Smile Brands, based in Irvine, California, disclosed a data security incident involving ransomware back in June 2021. The company became aware of a ransomware attack affecting some of its computer systems on April 24 2021.

An investigation into the incident determined that certain protected health information (PHI) had been acquired by an unauthorized third-party.

Data compromised in the incident included patients’ names, addresses, telephone numbers, Social Security numbers, dates of birth, health insurance information and/or diagnosis information.

Smile Brands’ report to the United States Department of Health and Human Services, made in June 2021, indicated that 1200 patients were being notified of the data breach. 

That number was later revised to 199,683 individuals. In the most recent update, supplied to the Maine Attorney General’s Office on April 12 2022, the total number of individuals affected by the breach was listed as 2,592,494.

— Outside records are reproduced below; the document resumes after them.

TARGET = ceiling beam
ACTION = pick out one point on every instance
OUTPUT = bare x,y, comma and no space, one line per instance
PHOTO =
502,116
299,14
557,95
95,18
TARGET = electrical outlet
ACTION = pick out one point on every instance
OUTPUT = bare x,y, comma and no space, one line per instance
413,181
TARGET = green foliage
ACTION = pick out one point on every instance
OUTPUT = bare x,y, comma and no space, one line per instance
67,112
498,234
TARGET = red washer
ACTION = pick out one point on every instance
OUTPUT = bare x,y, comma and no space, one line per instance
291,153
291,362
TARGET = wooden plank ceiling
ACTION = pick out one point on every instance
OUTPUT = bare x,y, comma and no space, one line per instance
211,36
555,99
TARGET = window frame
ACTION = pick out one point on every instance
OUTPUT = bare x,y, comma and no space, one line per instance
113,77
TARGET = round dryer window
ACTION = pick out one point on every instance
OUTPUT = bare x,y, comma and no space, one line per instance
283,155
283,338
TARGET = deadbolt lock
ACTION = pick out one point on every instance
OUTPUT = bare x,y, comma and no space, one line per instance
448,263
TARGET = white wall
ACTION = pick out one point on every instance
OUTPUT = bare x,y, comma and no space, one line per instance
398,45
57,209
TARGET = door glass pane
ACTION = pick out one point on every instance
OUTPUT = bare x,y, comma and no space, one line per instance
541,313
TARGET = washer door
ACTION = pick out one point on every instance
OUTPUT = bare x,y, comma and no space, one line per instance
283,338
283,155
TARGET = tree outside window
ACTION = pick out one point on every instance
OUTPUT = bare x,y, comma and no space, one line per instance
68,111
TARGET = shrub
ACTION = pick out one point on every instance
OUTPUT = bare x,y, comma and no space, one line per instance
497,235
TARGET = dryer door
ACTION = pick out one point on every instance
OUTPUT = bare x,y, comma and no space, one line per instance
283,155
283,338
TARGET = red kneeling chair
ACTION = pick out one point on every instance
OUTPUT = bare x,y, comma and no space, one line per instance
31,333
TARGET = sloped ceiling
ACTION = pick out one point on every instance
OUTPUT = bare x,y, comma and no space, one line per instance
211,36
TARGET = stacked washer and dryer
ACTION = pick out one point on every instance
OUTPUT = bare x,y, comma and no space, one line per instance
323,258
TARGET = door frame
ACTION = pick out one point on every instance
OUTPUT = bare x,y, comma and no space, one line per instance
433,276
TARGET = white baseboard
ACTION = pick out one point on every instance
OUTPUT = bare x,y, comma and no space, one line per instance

It wasn’t apparent whether the breach had impacted Smile Brands employees as well as its patients. 

In the most recent version of Smile Brands’ data breach notice, recipients are warned that an unauthorized third party may have acquired their “personal financial information” and “government-issued identification number.”

In December 20201, a lawsuit was filed against Smile Brands and Sahawneh Dental – one of Smile Brands’ 700 affiliated dental offices – over the ransomware attack and related data exposure. 

The 30-page suit claims that the defendants “negligently left their computer systems open to attack” and that the contents of those systems “were available for the unauthorized person(s) to access, view, acquire and exfiltrate for their nefarious use.”

“Twenty years ago, hacking victims would lose data and say, ‘Oh well, the data’s gone.’ Attribution and extortion were less of a concern as a platform for sharing or selling stolen data did not exist like it does today,” commented Matthew Warner, CTO and co-founder at Blumira.

“Today, ransomware is much more focused on blackmailing victims, getting data and doing more with that data.